The Little Things: The Missing Performance in std::vector
std::vector
is often said to be the default container. This is because it provides a simple abstraction over a growable contiguous chunk of memory, thus providing good baseline performance for common operations, such as adding more elements or iterating over them.
However, many non-standard reimplementations of std::vector
have emerged over time. These are usually driven by performance consideration, e.g. avoiding allocations for small vectors[1], having static capacity[2], tightly integrating with the OS for faster reallocations[3], or optimizing moving elements with bitwise copying[4].
Most of these cannot be merged into std::vector
without changing it significantly, e.g. small vector optimization completely changes the expected complexity of moving the vector[5]. Other can require other library and language changes, such as support for bitwise moves. But recently, I ran into a simple API change that can improve the performance of a common usage pattern by 10+ %.
Let's consider a simple function that takes one vector and returns a transformation of the input.

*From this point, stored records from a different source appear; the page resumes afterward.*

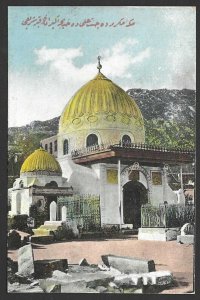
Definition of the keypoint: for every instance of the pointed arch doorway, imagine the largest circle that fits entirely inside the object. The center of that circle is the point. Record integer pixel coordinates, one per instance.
(134, 195)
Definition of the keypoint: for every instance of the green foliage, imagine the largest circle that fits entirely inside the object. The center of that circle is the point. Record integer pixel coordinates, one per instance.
(169, 134)
(21, 148)
(177, 216)
(18, 222)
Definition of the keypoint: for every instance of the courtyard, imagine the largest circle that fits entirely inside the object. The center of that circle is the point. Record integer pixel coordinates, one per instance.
(177, 258)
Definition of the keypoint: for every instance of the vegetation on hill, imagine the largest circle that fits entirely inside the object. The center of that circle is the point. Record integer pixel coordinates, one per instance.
(169, 121)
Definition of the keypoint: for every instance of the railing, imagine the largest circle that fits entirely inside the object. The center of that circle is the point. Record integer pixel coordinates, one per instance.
(141, 146)
(167, 215)
(85, 209)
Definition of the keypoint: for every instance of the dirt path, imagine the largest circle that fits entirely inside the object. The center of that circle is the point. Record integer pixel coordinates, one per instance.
(170, 256)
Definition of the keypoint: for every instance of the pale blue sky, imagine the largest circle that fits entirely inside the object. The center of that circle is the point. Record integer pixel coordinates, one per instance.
(47, 66)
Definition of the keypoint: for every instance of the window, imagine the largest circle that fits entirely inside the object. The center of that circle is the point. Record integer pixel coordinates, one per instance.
(18, 204)
(126, 139)
(65, 147)
(92, 140)
(50, 150)
(55, 146)
(21, 185)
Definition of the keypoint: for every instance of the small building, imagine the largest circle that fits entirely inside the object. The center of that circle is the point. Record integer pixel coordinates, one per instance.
(101, 149)
(39, 184)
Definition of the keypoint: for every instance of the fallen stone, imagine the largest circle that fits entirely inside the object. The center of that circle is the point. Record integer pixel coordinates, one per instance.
(49, 287)
(113, 285)
(128, 265)
(158, 234)
(132, 290)
(113, 272)
(103, 267)
(101, 289)
(157, 278)
(26, 261)
(45, 268)
(13, 240)
(42, 239)
(60, 275)
(83, 262)
(185, 239)
(92, 279)
(81, 269)
(77, 287)
(23, 279)
(187, 229)
(34, 283)
(128, 280)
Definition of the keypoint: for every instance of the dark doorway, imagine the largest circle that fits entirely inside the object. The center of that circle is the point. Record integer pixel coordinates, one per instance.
(48, 200)
(134, 195)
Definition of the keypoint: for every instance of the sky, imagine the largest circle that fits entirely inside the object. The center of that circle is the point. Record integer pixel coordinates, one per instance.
(140, 47)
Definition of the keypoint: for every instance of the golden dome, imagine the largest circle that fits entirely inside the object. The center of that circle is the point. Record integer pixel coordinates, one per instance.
(99, 95)
(41, 160)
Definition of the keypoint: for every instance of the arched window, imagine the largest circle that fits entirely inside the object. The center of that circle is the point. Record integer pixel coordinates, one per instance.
(21, 185)
(51, 148)
(65, 147)
(126, 139)
(92, 140)
(18, 204)
(55, 146)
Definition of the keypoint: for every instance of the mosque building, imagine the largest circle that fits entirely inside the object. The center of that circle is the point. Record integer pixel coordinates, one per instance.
(100, 150)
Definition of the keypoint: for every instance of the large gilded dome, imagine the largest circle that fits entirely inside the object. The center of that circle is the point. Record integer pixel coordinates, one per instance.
(41, 160)
(99, 96)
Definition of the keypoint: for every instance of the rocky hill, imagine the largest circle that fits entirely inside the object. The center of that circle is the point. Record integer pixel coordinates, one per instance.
(176, 105)
(169, 120)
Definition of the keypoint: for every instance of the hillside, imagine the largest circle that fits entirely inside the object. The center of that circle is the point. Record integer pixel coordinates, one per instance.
(169, 120)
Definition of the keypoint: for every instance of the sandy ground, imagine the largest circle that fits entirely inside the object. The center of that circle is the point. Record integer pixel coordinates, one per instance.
(177, 258)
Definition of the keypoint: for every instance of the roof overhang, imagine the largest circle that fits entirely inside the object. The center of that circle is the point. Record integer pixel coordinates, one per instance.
(151, 157)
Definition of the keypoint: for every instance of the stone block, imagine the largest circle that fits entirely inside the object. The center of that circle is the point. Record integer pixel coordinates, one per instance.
(83, 262)
(45, 268)
(14, 240)
(157, 278)
(41, 239)
(158, 234)
(187, 229)
(49, 287)
(26, 261)
(185, 239)
(77, 287)
(128, 280)
(128, 265)
(101, 289)
(92, 280)
(60, 275)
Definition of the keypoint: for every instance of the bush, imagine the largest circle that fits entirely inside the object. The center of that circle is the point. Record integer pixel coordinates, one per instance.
(18, 222)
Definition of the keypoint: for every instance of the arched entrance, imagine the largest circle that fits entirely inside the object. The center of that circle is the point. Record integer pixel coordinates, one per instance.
(134, 195)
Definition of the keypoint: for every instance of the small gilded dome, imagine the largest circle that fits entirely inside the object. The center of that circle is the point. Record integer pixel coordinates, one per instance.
(41, 160)
(99, 95)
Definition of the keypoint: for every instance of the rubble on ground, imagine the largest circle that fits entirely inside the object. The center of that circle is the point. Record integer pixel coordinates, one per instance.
(116, 274)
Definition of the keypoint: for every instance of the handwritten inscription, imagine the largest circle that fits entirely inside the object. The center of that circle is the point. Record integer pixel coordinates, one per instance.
(63, 23)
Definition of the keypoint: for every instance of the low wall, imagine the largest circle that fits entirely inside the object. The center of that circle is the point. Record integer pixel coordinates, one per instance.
(158, 234)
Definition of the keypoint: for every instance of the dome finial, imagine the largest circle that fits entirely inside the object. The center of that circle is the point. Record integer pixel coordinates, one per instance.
(99, 66)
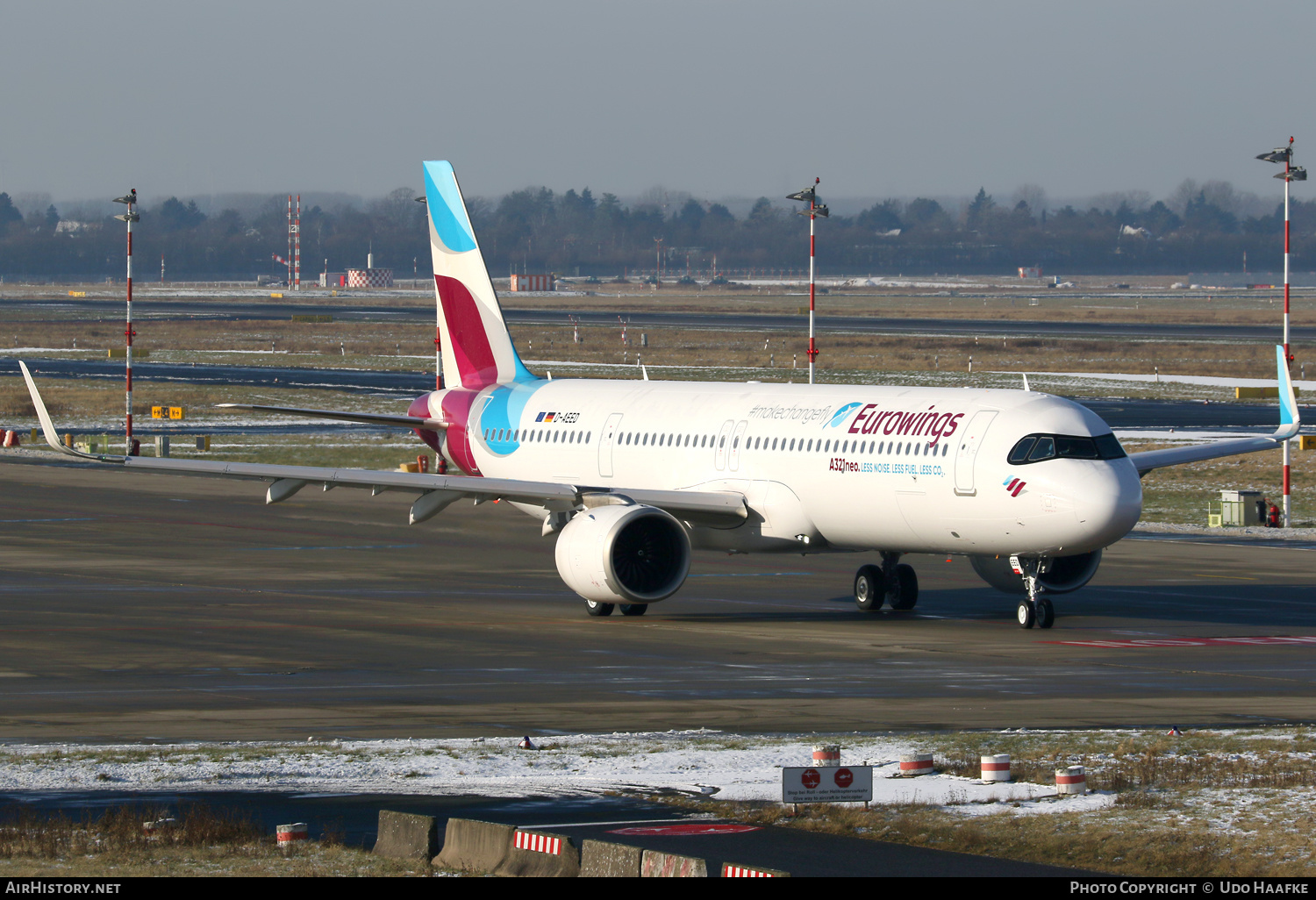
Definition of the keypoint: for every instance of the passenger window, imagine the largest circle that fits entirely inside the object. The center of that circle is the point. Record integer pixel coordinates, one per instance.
(1044, 449)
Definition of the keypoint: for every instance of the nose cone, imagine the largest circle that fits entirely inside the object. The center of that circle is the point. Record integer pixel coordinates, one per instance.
(1107, 502)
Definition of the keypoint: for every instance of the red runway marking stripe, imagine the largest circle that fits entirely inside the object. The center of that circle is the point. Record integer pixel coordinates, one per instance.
(1305, 639)
(539, 844)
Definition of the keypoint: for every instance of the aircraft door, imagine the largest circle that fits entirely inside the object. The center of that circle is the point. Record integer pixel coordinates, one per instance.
(605, 439)
(968, 450)
(737, 437)
(720, 446)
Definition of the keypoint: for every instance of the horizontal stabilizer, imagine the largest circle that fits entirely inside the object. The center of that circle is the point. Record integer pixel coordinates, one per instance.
(366, 418)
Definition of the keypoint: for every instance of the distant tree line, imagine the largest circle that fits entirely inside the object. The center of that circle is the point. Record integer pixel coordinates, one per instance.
(576, 233)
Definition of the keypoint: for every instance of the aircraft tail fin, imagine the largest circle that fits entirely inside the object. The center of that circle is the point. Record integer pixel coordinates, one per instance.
(47, 425)
(473, 337)
(1290, 420)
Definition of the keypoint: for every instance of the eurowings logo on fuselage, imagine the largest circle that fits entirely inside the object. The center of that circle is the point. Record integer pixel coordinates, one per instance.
(920, 423)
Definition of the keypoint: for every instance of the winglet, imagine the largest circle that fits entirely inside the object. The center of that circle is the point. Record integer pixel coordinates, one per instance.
(1289, 418)
(47, 426)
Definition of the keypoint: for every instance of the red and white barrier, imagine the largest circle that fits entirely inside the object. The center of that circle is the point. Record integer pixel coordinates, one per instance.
(539, 844)
(826, 754)
(290, 834)
(732, 870)
(1070, 779)
(531, 283)
(995, 768)
(918, 763)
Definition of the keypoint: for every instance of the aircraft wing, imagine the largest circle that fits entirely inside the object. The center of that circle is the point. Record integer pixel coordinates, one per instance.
(436, 491)
(1289, 424)
(368, 418)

std::vector<size_t> convert_to_indices(std::vector<Key> const& keys) {
std::vector<size_t> indices;
for (Key k : keys) {
indices.push_back(to_index(k));
}
return indices;
}
As I mentioned in a previous article, this implementation leaves a bunch of performance on the table. We can easily make it faster by reserving enough memory for indices
ahead of time, like so
std::vector<size_t> convert_to_indices(std::vector<Key> const& keys) {
std::vector<size_t> indices;
indices.reserve(keys.size());
for (Key k : keys) {
indices.push_back(to_index(k));
}
return indices;
}
But this code still leaves some performance on the table, depending on the compiler[6] and stdlib implementation. So, how can we fix this?
We cannot, not without changing std::vector
. The lost performance comes from the fact that vector::push_back
has to check whether it needs to grow the vector, even though it will never happen in the convert_to_indices
function. A sufficiently smart compiler could optimize this out, but neither GCC nor Clang do (and MSVC makes a complete hash of things).

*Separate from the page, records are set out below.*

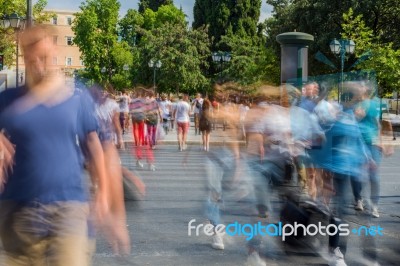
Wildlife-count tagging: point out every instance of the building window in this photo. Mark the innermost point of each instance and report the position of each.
(69, 40)
(68, 61)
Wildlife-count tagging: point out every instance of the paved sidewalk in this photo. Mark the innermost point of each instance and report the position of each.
(219, 137)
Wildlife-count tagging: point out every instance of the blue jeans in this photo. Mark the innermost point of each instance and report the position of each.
(373, 173)
(41, 234)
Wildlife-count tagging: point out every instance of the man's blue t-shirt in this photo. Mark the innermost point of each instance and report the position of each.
(48, 159)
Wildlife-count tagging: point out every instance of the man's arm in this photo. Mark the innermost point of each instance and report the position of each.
(7, 151)
(97, 159)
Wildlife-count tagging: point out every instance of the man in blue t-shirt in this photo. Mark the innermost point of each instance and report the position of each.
(43, 203)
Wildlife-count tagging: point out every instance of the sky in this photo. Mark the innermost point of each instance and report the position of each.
(187, 6)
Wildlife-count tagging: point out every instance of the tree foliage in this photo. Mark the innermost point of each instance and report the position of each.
(7, 36)
(153, 4)
(226, 17)
(163, 36)
(252, 61)
(371, 21)
(95, 29)
(384, 59)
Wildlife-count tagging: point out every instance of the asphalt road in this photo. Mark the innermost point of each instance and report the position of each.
(177, 193)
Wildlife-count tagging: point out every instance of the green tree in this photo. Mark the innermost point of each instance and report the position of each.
(227, 16)
(96, 35)
(153, 4)
(252, 61)
(324, 20)
(7, 36)
(182, 51)
(384, 59)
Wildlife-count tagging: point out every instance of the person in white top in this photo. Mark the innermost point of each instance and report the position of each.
(165, 106)
(181, 114)
(197, 105)
(124, 101)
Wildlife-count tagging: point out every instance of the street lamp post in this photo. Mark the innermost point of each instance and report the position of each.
(109, 72)
(17, 23)
(154, 64)
(221, 58)
(342, 47)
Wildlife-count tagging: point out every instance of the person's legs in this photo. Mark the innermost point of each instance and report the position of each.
(196, 123)
(69, 234)
(180, 135)
(203, 138)
(122, 121)
(22, 232)
(141, 132)
(207, 133)
(374, 178)
(126, 121)
(184, 134)
(135, 128)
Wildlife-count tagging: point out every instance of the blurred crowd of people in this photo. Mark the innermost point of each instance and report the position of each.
(301, 146)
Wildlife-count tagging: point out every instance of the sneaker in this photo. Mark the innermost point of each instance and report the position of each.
(217, 243)
(375, 212)
(337, 258)
(139, 164)
(359, 205)
(254, 259)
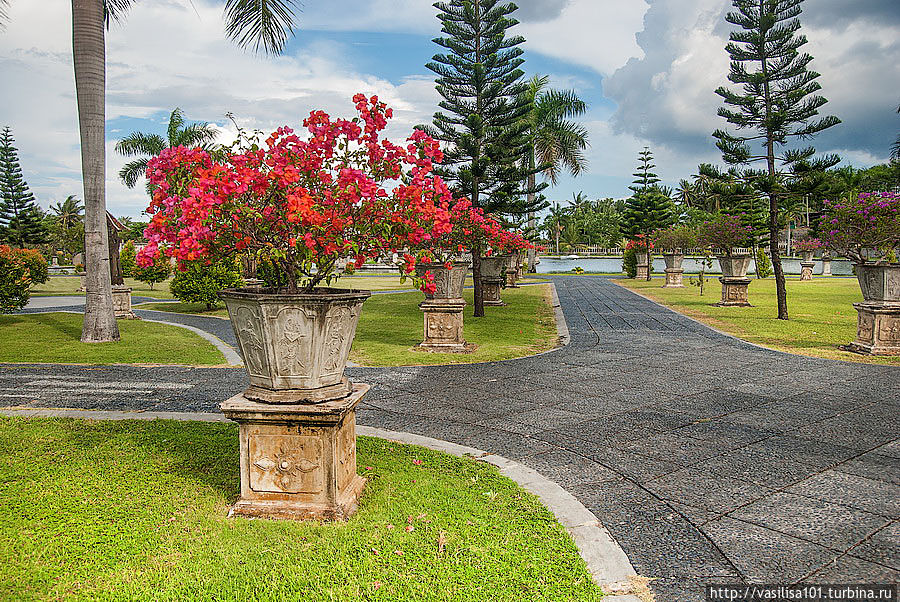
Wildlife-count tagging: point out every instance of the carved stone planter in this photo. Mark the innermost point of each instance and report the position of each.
(674, 271)
(443, 309)
(297, 461)
(878, 316)
(493, 277)
(122, 303)
(734, 280)
(643, 265)
(295, 346)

What we need is a function that inserts a new element into the vector, but does not check for capacity[7]. I like the name push_back_unchecked
for this functionality, so I will use it in the rest of this post.
Benchmarks
How much of a difference does using push_back_unchecked
make? To figure this out, we would need a reimplementation of std::vector
, which also includes push_back_unchecked
. So I made a very simple one. It only supports push_back
and push_back_unchecked
and a few miscellaneous functions like size
, or reserve
.
Let's run 3 different benchmarks, all following the basic structure from the snippet earlier, that is, create an output vector, reserve enough space for all elements, and then add the elements to the output vector.
The transformation operation is going to be
- The Key -> index conversion snippet from earlier
- Multiplying every element by 2
For each of these, we will compare the performance of std::vector::push_back
, nonstd::vector::push_back
, and nonstd::vector::push_back_unchecked
[8].
You can check the benchmark implementation in the GitHub repository.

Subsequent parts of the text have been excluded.